The protocol described uses planarian motility to provide a means of assessing the biomodulating effects of natural substances. It was specifically adapted to determine if these substances function as stimulants, and if they then were associated with a measurable withdrawal behavior1. This assay, known as the planarian locomotor velocity (pLmV) test, was first used to test known pharmacological agents2,3. The application of this planarian motility-based assay has since grown in popularity and has been adopted by different laboratories interested in substances other than natural products4,5. For this assay, a planarian is placed in a Petri dish containing spring water or spring water containing a dissolved biomodulator. Because the dish itself is placed on graph paper, the number of grid lines crossed by the animal with time as it moves about the container can be used to determine the rate of movement in each condition. The light/dark test, otherwise referred to as the conditioned place preference test (CPP), is another variation on the theme of monitoring planarian motility, and assesses how quickly the animals respond and migrate to a darkened environment6,7. Video tracking of planarian movements can also be analyzed using computer programs and center of mass (COM) tracking8,9,10,11.

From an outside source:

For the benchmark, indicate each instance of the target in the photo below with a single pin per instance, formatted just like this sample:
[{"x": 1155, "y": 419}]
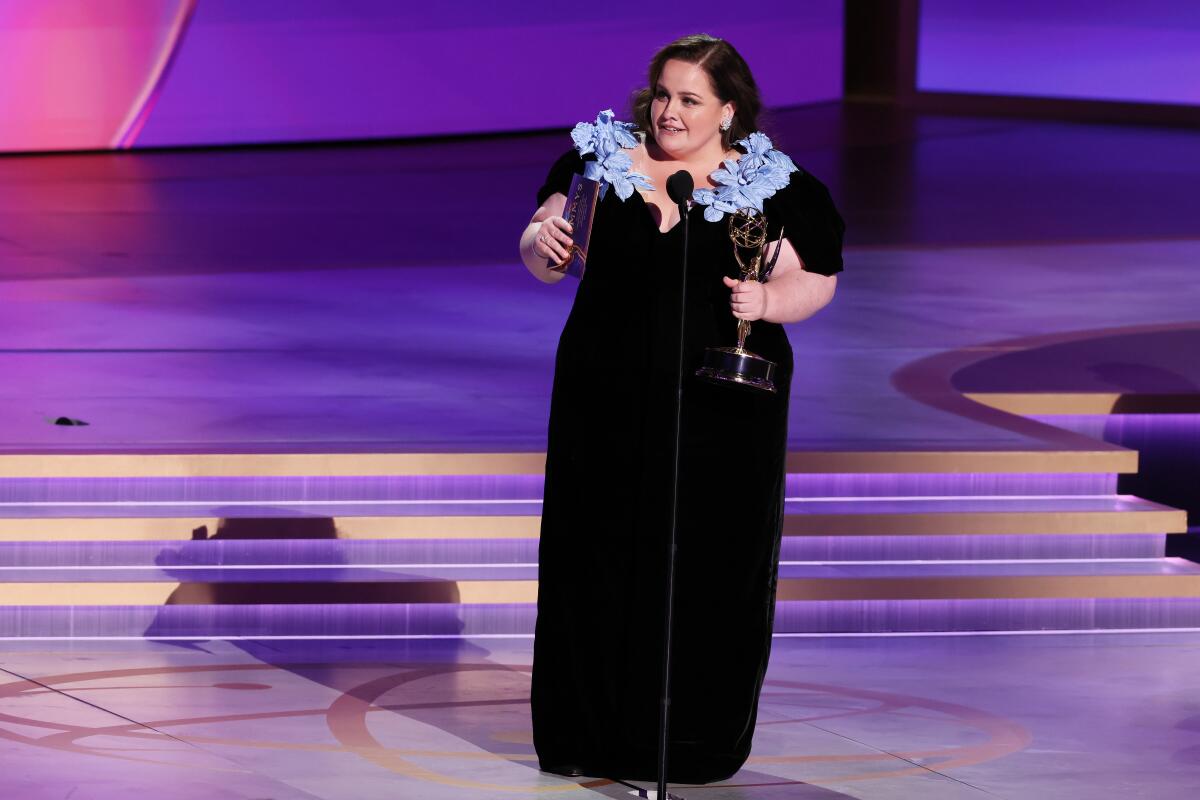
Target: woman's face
[{"x": 685, "y": 114}]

Using the planarian as an animal model for such studies offers several advantages over other animals in that the experimenter can easily control the assay environment. Specifically, starving the planarians before experimentation can prevent their exposure to other nutritional or pharmacological agents that might otherwise confound the results, and the specific biomodulator under investigation can be introduced to the planarians simply by adding it directly to the culture water, thereby standardizing exposure. Since planarians have a nervous system and neurotransmitters that are reminiscent of ‘higher-order’ animals, the physiology and experimental responses of these animals to neuromuscular stimuli are considered biologically relevant to other organisms12,13,14,15,16. Also, because planarians are relatively inexpensive and straightforward to maintain in the laboratory, they offer an accessible biological model for many investigators.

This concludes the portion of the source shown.